Нет, не физическим уродством, а моральным. Начхать большинству в группе было на светлые идеи Петруза. Никифра в акциях больше всего интересовала экспроприированная сумма, на которую можно было безбедно существовать; Технаря, как сейчас он понимал, - не само оружие, а его действие, возможность с его помощью взорвать что-либо, разрушить, разнести в клочья; Костан упивался своей властью над чужими судьбами, и, единственное, что огорчало его, так то, что власть была тайной; а Андрик был просто патологическим убийцей. Пожалуй, один Жолис следовал за Петрузом по идейным соображениям. Но он тоже был озлобившимся функционером, не видящим других методов кроме террора.

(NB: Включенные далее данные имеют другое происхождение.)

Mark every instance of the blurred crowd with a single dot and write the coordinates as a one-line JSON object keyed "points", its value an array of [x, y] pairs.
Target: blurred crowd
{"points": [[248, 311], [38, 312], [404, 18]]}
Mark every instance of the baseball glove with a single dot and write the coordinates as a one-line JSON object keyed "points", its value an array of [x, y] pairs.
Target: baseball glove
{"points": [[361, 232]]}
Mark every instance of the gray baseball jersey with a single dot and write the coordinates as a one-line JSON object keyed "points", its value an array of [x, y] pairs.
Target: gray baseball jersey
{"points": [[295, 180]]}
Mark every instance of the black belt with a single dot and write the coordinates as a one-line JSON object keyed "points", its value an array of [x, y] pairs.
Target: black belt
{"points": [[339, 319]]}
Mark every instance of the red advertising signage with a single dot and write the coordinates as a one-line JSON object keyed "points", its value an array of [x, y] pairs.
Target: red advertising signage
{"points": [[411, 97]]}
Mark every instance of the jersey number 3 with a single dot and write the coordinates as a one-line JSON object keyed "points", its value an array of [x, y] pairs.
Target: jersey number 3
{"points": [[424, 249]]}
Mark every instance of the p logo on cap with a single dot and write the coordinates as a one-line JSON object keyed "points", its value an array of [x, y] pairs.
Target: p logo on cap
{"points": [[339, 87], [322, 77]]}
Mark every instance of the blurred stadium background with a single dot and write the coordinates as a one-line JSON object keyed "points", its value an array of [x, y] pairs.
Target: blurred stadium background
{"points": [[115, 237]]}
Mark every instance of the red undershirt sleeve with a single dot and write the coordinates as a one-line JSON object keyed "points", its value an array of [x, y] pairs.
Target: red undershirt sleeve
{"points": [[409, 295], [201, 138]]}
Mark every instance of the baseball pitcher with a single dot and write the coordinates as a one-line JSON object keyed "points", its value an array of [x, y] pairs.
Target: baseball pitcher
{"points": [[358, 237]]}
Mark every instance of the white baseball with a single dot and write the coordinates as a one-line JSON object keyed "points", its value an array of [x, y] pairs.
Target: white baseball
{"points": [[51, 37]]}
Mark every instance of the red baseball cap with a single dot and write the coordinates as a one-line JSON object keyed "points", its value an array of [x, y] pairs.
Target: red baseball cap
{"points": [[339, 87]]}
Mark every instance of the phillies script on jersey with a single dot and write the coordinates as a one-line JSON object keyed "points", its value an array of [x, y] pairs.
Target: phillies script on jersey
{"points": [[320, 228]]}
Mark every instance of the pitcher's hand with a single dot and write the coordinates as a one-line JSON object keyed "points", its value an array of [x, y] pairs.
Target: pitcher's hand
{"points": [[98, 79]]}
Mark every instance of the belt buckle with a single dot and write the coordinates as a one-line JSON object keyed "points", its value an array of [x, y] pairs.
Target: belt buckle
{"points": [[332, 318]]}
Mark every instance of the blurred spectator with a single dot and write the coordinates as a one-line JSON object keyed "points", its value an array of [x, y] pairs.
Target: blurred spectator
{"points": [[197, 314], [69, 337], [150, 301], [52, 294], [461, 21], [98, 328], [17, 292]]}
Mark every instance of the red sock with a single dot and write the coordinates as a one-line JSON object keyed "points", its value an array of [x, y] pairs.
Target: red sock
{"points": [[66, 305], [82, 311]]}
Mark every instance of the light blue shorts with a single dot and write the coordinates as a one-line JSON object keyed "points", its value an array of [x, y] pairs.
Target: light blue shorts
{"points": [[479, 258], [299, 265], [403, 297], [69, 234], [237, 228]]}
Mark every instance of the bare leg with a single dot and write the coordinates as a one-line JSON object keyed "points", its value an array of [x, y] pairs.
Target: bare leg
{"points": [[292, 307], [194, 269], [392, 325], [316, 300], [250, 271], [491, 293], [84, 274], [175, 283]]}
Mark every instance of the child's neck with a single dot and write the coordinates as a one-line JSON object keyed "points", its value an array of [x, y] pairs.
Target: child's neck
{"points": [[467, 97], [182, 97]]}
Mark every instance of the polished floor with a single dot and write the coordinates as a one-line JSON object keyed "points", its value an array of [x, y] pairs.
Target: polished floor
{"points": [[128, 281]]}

Приходя в себя, Таксон Тей видел у своей постели сменявшиеся как в калейдоскопе лица санитаров, врачей, центуров. На вопросы он не отвечал, но сам от них постепенно "узнал", что Никифр и Жолис погибли через полчаса после осады котельной, подорвав себя в гараже Жолиса вместе с нарядом центуров. Сашан был убит на следующий день в перестрелке на площади Свободы, когда его случайно опознал кто-то из сослуживцев отца. Остальные ушли. Полученные из чужих голов сведения доставили Таксону Тею смешанное чувство горечи и облегчения. Горечи, что трое его бывших соратников погибли, облегчения, что остальные всё-таки живы. И жив Петруз, а уж он-то не заляжет в берлогу, не утихомирится, а будет продолжать борьбу, пусть и неприемлемыми теперь для Таксона Тея методами. И это последнее вызвало у Таксона Тея чувство боли за этот застуженный холодом разобщённости мир, мир озлоблённых одиночек, живущих сегодняшним днём, только своими идеями; декларирующих, что они борются за новый мир, а на самом деле просто ненавидящих этот, потому и берущих в руки оружие. Как же достичь нового мира они не знают. Как будто стоит только уничтожить всю мразь, и новый мир появится сам собой. Но самое страшное, болью свербевшее душу Таксона Тея, было то, что и он сам не знал, как построить такой мир без насилия.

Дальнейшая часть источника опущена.